- Danby Township Location within Michigan Danby Township Location within the United States
- Coordinates: 42°48′16″N 84°53′8″W﻿ / ﻿42.80444°N 84.88556°W
- Country: United States
- State: Michigan
- County: Ionia

Area
- • Total: 36.1 sq mi (93.5 km^{2})
- • Land: 35.3 sq mi (91.5 km^{2})
- • Water: 0.81 sq mi (2.1 km^{2})
- Elevation: 748 ft (228 m)

Population (2020)
- • Total: 2,953
- • Density: 83.6/sq mi (32.3/km^{2})
- Time zone: UTC-5 (Eastern (EST))
- • Summer (DST): UTC-4 (EDT)
- FIPS code: 26-19720
- GNIS feature ID: 1626158
- Website: https://www.danbytownship.org/

= Danby Township, Michigan =

Danby Township is a civil township of Ionia County in the U.S. state of Michigan.
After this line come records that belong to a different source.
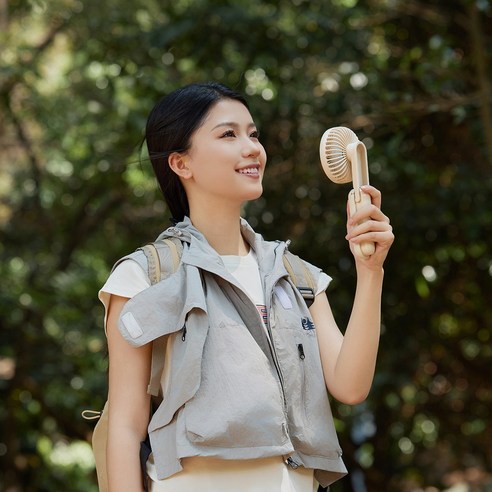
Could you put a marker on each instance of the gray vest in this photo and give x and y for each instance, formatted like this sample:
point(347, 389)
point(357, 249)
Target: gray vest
point(237, 390)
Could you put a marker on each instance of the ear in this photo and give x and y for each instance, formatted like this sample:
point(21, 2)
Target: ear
point(178, 163)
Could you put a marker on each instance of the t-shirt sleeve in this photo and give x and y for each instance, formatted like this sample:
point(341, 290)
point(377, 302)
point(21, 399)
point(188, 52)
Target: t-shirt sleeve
point(321, 279)
point(126, 280)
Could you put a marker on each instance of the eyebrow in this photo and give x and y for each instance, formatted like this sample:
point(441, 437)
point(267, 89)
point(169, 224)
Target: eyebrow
point(233, 124)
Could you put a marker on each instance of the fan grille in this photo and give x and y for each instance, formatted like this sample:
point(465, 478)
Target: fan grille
point(333, 153)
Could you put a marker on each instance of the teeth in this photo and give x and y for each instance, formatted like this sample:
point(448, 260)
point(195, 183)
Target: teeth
point(249, 170)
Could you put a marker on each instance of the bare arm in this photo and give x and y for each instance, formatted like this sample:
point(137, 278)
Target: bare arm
point(349, 360)
point(129, 372)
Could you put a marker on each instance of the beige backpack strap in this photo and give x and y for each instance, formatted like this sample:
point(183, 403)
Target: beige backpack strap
point(159, 272)
point(301, 276)
point(154, 265)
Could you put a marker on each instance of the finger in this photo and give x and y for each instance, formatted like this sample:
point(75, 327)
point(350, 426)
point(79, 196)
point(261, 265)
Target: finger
point(374, 193)
point(368, 227)
point(371, 212)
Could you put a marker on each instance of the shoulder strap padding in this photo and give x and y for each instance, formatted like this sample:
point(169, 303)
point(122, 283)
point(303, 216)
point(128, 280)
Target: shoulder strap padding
point(163, 259)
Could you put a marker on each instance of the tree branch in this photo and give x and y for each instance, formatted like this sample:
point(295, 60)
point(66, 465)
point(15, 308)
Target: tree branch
point(479, 51)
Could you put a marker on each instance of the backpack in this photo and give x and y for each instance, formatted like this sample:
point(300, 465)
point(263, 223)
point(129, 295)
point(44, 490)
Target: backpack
point(163, 258)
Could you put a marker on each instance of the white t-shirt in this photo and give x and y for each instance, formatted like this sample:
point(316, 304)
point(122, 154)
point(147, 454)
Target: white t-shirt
point(211, 474)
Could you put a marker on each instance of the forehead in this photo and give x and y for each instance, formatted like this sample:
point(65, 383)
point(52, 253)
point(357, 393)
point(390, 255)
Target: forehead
point(228, 111)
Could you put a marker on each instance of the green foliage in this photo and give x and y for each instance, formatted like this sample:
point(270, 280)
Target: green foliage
point(77, 80)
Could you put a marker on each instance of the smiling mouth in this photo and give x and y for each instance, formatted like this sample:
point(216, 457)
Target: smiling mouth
point(249, 170)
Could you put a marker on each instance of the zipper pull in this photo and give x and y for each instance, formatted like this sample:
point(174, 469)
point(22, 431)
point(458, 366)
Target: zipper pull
point(290, 462)
point(300, 348)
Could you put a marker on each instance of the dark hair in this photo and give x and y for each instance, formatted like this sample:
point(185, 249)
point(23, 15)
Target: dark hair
point(170, 126)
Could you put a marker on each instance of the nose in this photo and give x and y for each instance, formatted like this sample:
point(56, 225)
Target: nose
point(252, 148)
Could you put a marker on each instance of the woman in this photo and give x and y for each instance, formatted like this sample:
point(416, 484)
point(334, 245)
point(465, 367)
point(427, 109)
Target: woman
point(254, 416)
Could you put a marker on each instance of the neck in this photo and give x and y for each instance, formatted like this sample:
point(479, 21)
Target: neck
point(222, 229)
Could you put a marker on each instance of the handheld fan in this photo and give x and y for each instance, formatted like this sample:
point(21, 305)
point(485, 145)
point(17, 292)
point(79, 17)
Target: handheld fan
point(344, 159)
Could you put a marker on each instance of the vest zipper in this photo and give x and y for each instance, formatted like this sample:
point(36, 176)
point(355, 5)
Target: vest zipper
point(300, 348)
point(292, 463)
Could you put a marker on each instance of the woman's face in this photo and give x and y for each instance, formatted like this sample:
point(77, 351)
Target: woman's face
point(226, 159)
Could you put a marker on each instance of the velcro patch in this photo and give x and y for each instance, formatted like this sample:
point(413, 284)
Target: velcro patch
point(282, 297)
point(131, 325)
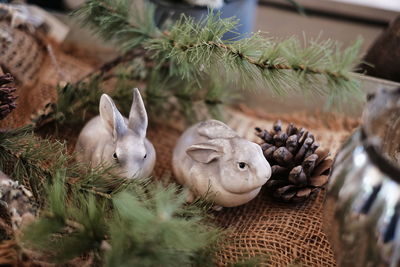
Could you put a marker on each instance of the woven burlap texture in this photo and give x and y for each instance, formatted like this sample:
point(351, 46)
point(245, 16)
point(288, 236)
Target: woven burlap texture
point(277, 234)
point(37, 66)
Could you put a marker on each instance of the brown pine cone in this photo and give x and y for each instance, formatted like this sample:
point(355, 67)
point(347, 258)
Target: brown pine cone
point(298, 169)
point(7, 100)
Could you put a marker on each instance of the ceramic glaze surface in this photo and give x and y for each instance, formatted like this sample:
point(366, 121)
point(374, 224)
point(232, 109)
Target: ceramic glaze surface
point(112, 139)
point(210, 158)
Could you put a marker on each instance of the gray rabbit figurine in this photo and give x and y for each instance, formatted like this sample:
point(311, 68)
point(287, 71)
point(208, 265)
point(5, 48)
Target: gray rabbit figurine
point(112, 138)
point(211, 158)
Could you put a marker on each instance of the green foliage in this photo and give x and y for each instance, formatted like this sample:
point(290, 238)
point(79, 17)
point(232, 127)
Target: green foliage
point(113, 21)
point(145, 224)
point(91, 213)
point(195, 53)
point(155, 231)
point(29, 159)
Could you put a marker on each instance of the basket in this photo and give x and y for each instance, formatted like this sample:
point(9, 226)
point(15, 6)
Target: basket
point(277, 234)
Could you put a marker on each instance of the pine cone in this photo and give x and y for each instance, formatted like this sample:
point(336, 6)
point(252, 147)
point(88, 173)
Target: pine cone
point(298, 169)
point(7, 100)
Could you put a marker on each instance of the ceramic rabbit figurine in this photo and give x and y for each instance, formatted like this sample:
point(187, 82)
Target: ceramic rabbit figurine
point(111, 138)
point(211, 158)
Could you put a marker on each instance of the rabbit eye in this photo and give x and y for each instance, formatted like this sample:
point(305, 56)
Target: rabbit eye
point(242, 165)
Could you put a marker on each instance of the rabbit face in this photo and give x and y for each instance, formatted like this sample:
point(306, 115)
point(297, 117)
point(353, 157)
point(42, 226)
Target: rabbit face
point(132, 151)
point(240, 164)
point(133, 156)
point(245, 169)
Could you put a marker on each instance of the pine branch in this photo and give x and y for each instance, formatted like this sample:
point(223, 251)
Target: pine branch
point(82, 209)
point(194, 51)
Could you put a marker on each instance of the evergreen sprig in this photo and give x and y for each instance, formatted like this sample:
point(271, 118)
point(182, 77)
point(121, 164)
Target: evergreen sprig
point(195, 50)
point(93, 215)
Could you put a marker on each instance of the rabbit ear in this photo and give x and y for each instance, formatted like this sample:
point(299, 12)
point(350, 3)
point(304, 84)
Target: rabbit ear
point(111, 117)
point(138, 115)
point(213, 129)
point(205, 152)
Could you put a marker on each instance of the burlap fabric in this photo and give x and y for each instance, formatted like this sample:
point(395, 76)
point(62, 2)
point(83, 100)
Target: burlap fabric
point(276, 234)
point(37, 66)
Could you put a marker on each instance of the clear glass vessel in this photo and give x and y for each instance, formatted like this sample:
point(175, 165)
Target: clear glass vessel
point(363, 201)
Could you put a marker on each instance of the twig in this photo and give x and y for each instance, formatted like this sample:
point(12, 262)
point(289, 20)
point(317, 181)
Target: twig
point(261, 65)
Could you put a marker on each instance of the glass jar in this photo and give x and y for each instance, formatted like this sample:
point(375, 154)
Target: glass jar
point(364, 189)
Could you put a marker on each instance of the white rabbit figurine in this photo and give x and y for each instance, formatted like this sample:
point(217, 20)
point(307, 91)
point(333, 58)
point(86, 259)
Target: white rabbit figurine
point(111, 138)
point(211, 158)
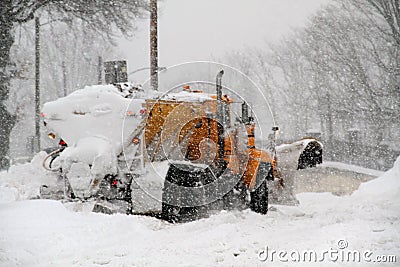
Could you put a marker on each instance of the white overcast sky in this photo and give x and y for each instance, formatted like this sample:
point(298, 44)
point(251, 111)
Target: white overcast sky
point(204, 29)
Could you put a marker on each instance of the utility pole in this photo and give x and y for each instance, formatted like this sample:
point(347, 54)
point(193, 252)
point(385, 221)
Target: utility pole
point(64, 70)
point(100, 71)
point(153, 45)
point(37, 85)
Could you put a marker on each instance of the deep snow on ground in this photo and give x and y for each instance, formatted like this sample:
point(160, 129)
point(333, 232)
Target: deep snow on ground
point(48, 233)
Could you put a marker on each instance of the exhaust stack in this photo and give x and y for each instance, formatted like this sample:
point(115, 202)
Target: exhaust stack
point(220, 119)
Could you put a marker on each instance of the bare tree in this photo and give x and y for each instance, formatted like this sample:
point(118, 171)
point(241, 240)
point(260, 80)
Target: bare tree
point(102, 16)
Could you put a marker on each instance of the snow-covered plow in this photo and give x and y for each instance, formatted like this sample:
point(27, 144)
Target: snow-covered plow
point(123, 149)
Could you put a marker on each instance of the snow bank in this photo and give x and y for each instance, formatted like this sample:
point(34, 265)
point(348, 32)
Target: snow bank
point(23, 181)
point(385, 188)
point(95, 122)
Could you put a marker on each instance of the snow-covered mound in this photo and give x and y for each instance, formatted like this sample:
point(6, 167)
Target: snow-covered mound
point(23, 181)
point(96, 111)
point(95, 122)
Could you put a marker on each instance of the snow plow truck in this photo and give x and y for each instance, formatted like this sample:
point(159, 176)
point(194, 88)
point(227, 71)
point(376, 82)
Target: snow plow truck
point(120, 146)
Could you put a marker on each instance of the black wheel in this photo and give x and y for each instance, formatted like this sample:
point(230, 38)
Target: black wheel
point(259, 199)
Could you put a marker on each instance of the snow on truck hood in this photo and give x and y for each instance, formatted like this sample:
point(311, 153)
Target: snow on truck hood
point(99, 111)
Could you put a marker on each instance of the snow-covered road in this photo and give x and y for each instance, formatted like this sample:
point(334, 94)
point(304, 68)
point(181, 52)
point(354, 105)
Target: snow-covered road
point(48, 233)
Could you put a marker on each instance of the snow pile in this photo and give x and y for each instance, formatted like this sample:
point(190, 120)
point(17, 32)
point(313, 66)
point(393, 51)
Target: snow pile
point(95, 122)
point(23, 181)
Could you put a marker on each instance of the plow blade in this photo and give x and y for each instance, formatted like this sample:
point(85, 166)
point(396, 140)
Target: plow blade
point(306, 153)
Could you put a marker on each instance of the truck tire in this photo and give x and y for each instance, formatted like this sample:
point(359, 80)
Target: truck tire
point(259, 199)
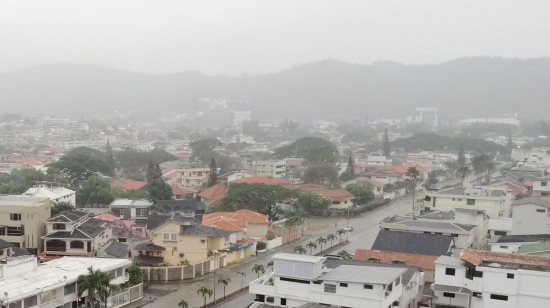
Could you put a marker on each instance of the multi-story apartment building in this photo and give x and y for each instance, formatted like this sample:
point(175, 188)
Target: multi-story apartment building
point(486, 279)
point(299, 281)
point(495, 201)
point(271, 168)
point(22, 221)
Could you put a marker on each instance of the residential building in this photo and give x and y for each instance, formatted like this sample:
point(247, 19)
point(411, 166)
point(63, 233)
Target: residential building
point(56, 192)
point(305, 281)
point(75, 233)
point(129, 209)
point(482, 278)
point(427, 116)
point(424, 263)
point(22, 221)
point(175, 238)
point(193, 177)
point(408, 242)
point(271, 168)
point(54, 283)
point(494, 200)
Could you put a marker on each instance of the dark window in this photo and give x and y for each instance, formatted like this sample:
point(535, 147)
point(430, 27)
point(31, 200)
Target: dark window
point(294, 280)
point(499, 297)
point(450, 271)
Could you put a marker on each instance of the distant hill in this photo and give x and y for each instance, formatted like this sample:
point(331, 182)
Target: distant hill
point(326, 89)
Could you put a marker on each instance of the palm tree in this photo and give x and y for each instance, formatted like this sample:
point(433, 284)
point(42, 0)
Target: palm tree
point(321, 241)
point(340, 233)
point(300, 249)
point(258, 268)
point(413, 177)
point(243, 274)
point(225, 282)
point(203, 291)
point(311, 246)
point(183, 304)
point(94, 282)
point(331, 237)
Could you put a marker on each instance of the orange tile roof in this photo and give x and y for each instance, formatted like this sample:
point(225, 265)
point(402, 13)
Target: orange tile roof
point(131, 184)
point(260, 180)
point(478, 257)
point(217, 191)
point(388, 257)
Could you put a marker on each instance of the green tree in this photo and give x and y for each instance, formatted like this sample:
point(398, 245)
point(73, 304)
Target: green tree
point(96, 282)
point(136, 274)
point(213, 176)
point(94, 191)
point(159, 190)
point(386, 147)
point(313, 201)
point(225, 282)
point(204, 291)
point(413, 177)
point(258, 268)
point(363, 193)
point(311, 245)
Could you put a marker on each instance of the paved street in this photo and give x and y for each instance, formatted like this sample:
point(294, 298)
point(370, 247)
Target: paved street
point(365, 231)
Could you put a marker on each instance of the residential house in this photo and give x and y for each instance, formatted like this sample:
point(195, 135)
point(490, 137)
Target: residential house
point(175, 238)
point(212, 195)
point(54, 283)
point(56, 192)
point(75, 233)
point(129, 209)
point(494, 200)
point(482, 278)
point(307, 281)
point(22, 221)
point(424, 263)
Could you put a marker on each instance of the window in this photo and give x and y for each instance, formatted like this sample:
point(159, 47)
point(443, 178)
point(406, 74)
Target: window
point(499, 297)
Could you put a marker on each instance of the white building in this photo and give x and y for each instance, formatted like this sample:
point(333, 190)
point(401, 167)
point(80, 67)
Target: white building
point(241, 117)
point(427, 116)
point(271, 168)
point(300, 280)
point(54, 283)
point(487, 279)
point(56, 192)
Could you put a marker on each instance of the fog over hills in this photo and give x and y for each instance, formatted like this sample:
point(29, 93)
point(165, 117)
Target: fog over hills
point(326, 89)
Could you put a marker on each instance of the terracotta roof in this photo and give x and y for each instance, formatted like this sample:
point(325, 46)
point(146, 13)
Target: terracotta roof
point(260, 180)
point(337, 194)
point(215, 192)
point(178, 190)
point(478, 257)
point(370, 181)
point(131, 184)
point(388, 257)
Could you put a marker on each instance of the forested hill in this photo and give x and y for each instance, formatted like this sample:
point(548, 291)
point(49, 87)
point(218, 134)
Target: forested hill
point(327, 89)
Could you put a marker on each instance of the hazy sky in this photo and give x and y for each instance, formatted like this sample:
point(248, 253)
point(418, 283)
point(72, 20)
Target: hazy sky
point(259, 36)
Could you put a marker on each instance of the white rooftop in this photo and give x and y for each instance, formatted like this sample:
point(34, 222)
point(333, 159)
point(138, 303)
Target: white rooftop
point(299, 258)
point(54, 274)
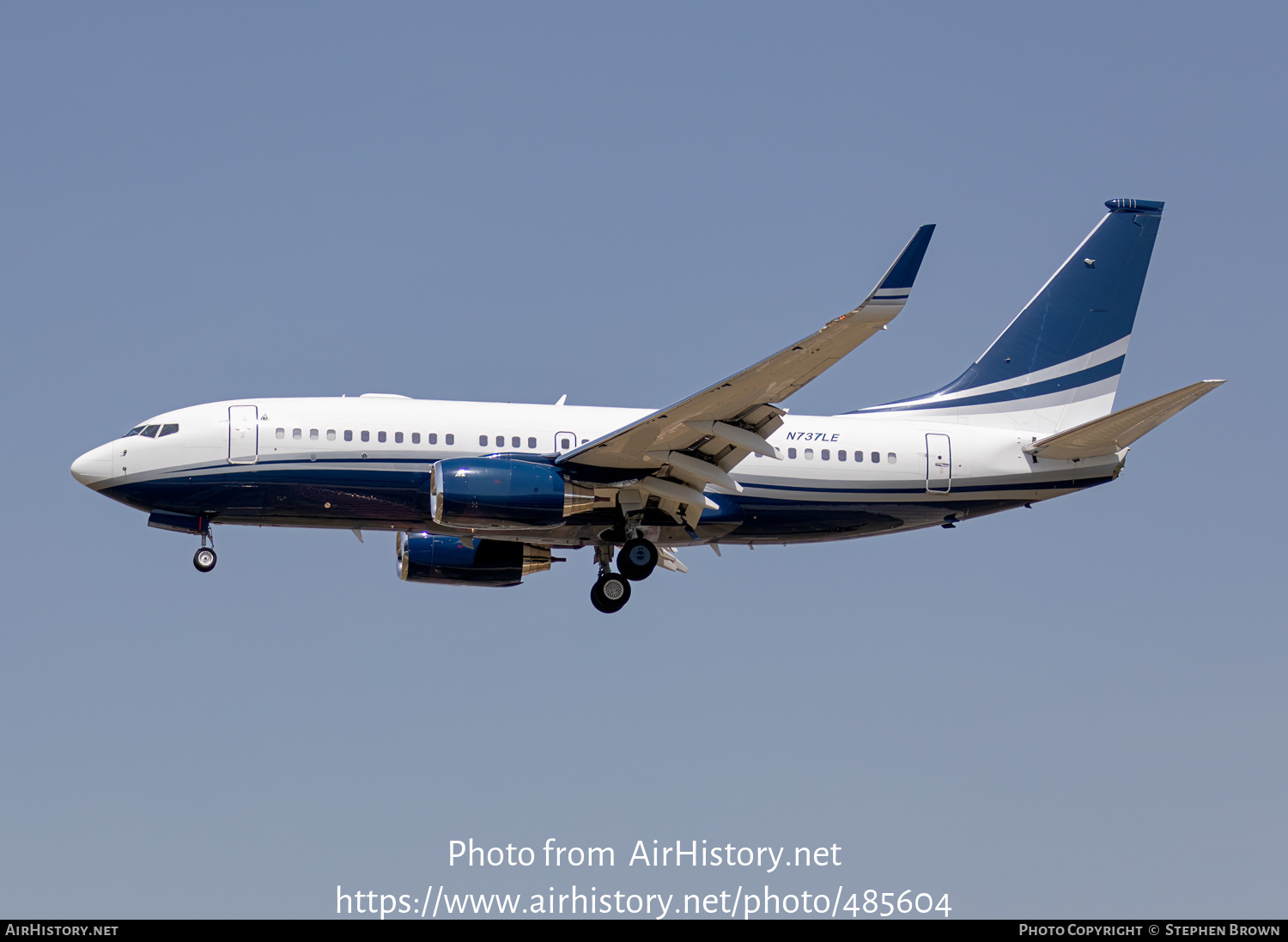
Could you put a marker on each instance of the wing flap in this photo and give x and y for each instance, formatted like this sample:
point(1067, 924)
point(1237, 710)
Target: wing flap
point(1117, 430)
The population was 2,953 at the 2020 census.

==Geography==
According to the United States Census Bureau, the township has a total area of 36.1 sqmi, of which 35.3 sqmi is land and 0.8 sqmi (2.22%) is water.

==History==
Danby Township was established in 1845.

==Demographics==
As of the census of 2000, there were 2,696 people, 914 households, and 762 families residing in the township. The population density was 76.4 PD/sqmi. There were 938 housing units at an average density of 26.6 /sqmi. The racial makeup of the township was 97.89% White, 0.22% African American, 0.37% Native American, 0.33% Asian, 0.19% from other races, and 1.00% from two or more races. Hispanic or Latino of any race were 0.82% of the population.

There were 914 households, out of which 41.7% had children under the age of 18 living with them, 74.0% were married couples living together, 6.1% had a female householder with no husband present, and 16.6% were non-families. 13.5% of all households were made up of individuals, and 4.0% had someone living alone who was 65 years of age or older. The average household size was 2.94 and the average family size was 3.23.

In the township the population was spread out, with 29.4% under the age of 18, 7.9% from 18 to 24, 30.3% from 25 to 44, 23.7% from 45 to 64, and 8.6% who were 65 years of age or older. The median age was 36 years. For every 100 females, there were 99.7 males. For every 100 females age 18 and over, there were 104.4 males.

The median income for a household in the township was $55,662, and the median income for a family was $58,750. Males had a median income of $42,895 versus $28,255 for females. The per capita income for the township was $21,574. About 0.4% of families and 0.9% of the population were below the poverty line, including none of those under age 18 and 1.1% of those age 65 or over.